Keep On Dancin's, by contrast, don't appear to fit with tonight's program of electronic pop – but manage to deliver an exceptional performance, courtesy, in part, of a stand-out sound job. The band's reverb-heavy, doom-laden rock is almost disgustingly contemporary (albeit more in regards to American alt-rock trends, as opposed to Australian), but their competence makes such factors irrelevant. Their musicianship is remarkably tight for a band with such a willfully ramshackle sound and their songwriting is consistently stellar. It's hard to figure out why they're playing alongside either headliner or opener, but their performance is the arguable standout of the evening.

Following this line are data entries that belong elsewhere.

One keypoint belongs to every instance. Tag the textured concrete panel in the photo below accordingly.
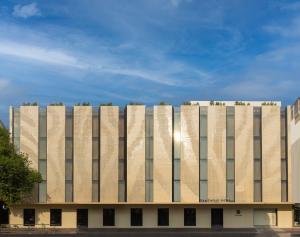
(189, 160)
(289, 155)
(11, 123)
(42, 216)
(56, 154)
(109, 140)
(162, 154)
(285, 217)
(234, 220)
(95, 217)
(29, 138)
(271, 172)
(243, 153)
(216, 137)
(82, 154)
(136, 153)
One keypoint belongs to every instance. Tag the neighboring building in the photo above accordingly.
(295, 156)
(200, 165)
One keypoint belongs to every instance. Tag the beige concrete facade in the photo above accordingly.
(56, 154)
(241, 212)
(109, 153)
(244, 153)
(82, 154)
(29, 138)
(136, 153)
(271, 175)
(216, 127)
(189, 158)
(162, 154)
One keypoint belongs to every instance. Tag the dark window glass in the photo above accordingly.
(29, 217)
(136, 217)
(189, 216)
(82, 218)
(4, 214)
(163, 216)
(108, 217)
(55, 217)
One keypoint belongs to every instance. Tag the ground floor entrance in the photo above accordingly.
(82, 218)
(4, 214)
(152, 216)
(217, 217)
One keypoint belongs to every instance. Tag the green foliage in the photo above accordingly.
(269, 103)
(240, 103)
(216, 103)
(56, 104)
(17, 178)
(30, 104)
(106, 104)
(135, 103)
(83, 104)
(163, 103)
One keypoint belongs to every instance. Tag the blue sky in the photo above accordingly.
(148, 51)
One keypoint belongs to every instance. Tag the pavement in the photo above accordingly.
(150, 232)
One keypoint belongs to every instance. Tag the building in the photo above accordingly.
(204, 164)
(1, 124)
(295, 157)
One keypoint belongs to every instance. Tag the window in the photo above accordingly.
(189, 216)
(82, 218)
(29, 217)
(55, 217)
(163, 216)
(4, 214)
(108, 217)
(136, 216)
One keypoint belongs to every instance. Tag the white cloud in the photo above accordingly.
(35, 53)
(176, 3)
(3, 83)
(26, 11)
(292, 6)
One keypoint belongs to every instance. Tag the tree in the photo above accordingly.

Seja is launching her second solo album, All Our Wires, tonight. In celebration, she's assembled a fully-fledged band to flesh out her work – admitting between songs that this is the first show the band have played together. Initially, such an approach doesn't seem to really work for her music. Seja's waifish vocals and pretty, interlocking melodies get somewhat trampled by her crowded line-up (incorporating guitars, synths, backing vocalists, live drums and more). Even when she strips her work down to its absolute fundamentals with an acoustic number, a raucous crowd tend to drown out the details of her songwriting.
As the set progresses, she and her band find their feet. It's clear Seja is still struggling to figure out how to reconcile her affection for vintage synths – sounding as oddly vintage futuristic as ever – with the energy of a live band but, when all the elements lock together, it's dazzling. When a series of spiralling synth-lines and breathy vocals are crash-tackled by a punishing electric guitar, it's breathtaking. And, when Seja then strips back down to more minimal instrumentation for German ballad Die Wolken, it's captivating, not overwhelmed. It isn't hard to see the potential of Seja's new band approach. By the time they encore with a Justin Bieber cover, it's hard to imagine the Brisbane musician doing anything else.